Yager: Skip Chrome, Go Right to WebKit
Yager: Skip Chrome, Go Right to WebKit
by , 5:00 PM EDT, September 4th, 2008
Google's Chrome is based on advanced technologies like V8 enhanced Javascript. Even so, developers should just skip the browser framework and write Internet apps that use Webkit directly, according to Tom Yager at Infoworld.
"The trouble is that browsers are designed for surfing, not as application platforms. Think about it," Mr. Yager wrote. "If you were cranking up a new client development project, would you issue a statement of objectives that it must look like a Web site, take twenty seconds to paint a window, offer no feedback when you click a button, skip reporting the progress of transactions, refuse to run unless you're connected to a network, and force users to re-enter form data if there's a hiccup in delivery?"
Instead, Mr. Yager proposes that developers go right to the open source Webkit to develop Internet ready apps.
"...you don't need a fat, clunky browser. You don't need to host a browser in an application window. Just take the framework shared by multiple commercial browsers and bake it right into your project. That's WebKit."Mr. Yager noted. "At a total cost of nothing and with free lifetime updates, it's as sweet a deal as you'll find, and unlike many open source projects that you'd love to use but which vary in the quality of support, documentation, and maintenance, WebKit is driven by companies like Apple, Nokia, and most recently, Google..."
Along the way, Mr. Yager explains SquirrelFish [and V8], the Javascript accelerators that weren't required for casual surfing but nowadays enables highly responsive, iteractive Web applications. SquirrelFish makes that leap by compiling to bytecode and moving from a stack to a register architecture. [He doesn't cover the details of accessing the Cocoa libraries, via SproutCore, but Dan Dilger has explained that recently.]

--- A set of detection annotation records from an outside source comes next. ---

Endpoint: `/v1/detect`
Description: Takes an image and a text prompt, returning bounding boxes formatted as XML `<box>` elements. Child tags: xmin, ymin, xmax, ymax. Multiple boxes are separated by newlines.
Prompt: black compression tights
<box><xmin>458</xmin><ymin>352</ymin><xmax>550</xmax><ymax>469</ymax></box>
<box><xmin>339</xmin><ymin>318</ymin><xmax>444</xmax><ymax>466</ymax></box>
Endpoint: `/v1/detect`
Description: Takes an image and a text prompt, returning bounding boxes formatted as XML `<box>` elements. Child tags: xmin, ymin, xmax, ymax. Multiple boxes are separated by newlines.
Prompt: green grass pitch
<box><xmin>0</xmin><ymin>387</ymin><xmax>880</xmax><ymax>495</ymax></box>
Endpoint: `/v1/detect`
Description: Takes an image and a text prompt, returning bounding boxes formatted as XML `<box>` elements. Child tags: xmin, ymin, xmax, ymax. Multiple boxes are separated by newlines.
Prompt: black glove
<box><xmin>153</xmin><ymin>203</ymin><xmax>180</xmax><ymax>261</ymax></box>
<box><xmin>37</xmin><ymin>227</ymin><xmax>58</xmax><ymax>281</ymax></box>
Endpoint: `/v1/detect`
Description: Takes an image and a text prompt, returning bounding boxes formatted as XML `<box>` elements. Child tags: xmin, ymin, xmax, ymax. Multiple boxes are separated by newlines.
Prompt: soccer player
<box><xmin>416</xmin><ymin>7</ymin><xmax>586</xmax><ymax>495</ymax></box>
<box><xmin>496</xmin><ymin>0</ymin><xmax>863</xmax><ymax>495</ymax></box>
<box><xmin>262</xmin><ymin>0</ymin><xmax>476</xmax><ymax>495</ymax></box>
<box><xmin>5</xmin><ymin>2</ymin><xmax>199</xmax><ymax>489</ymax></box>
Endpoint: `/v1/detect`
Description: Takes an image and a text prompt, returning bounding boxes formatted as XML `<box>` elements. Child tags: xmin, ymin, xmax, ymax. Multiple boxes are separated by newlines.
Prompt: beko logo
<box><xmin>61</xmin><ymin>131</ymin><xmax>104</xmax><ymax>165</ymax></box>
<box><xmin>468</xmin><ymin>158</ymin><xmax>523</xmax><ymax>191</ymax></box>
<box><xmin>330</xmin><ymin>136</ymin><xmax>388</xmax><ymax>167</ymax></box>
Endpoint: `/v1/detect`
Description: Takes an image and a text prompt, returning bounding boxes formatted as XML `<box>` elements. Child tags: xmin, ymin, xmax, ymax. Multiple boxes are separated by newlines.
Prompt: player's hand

Important changes are being made behind the scenes to browsers, which are really just a wrapper for underlying app technologies. Google's Chrome and Apple's Safari are those wrappers, but for serious developers, Mr. Yager advises developers get right to the core with WebKit and accelerated Javascript.
Observer Comments
QuoteGuest wrote:
WebKit can do nothing without having the 'wrapper' around it, I don't really get the point of this or the linked article.
WebKit needs *a* wrapper around it, but the wrapper needn't be Safari, Chrome, or some other web browser. I think that's Yager's point (not that I necessarily agree with him).
Quotejimothy wrote:
WebKit needs *a* wrapper around it, but the wrapper needn't be Safari, Chrome, or some other web browser. I think that's Yager's point (not that I necessarily agree with him).
Isn't he saying build standalone Apps that are built with Webkit and do not appear in browser windows?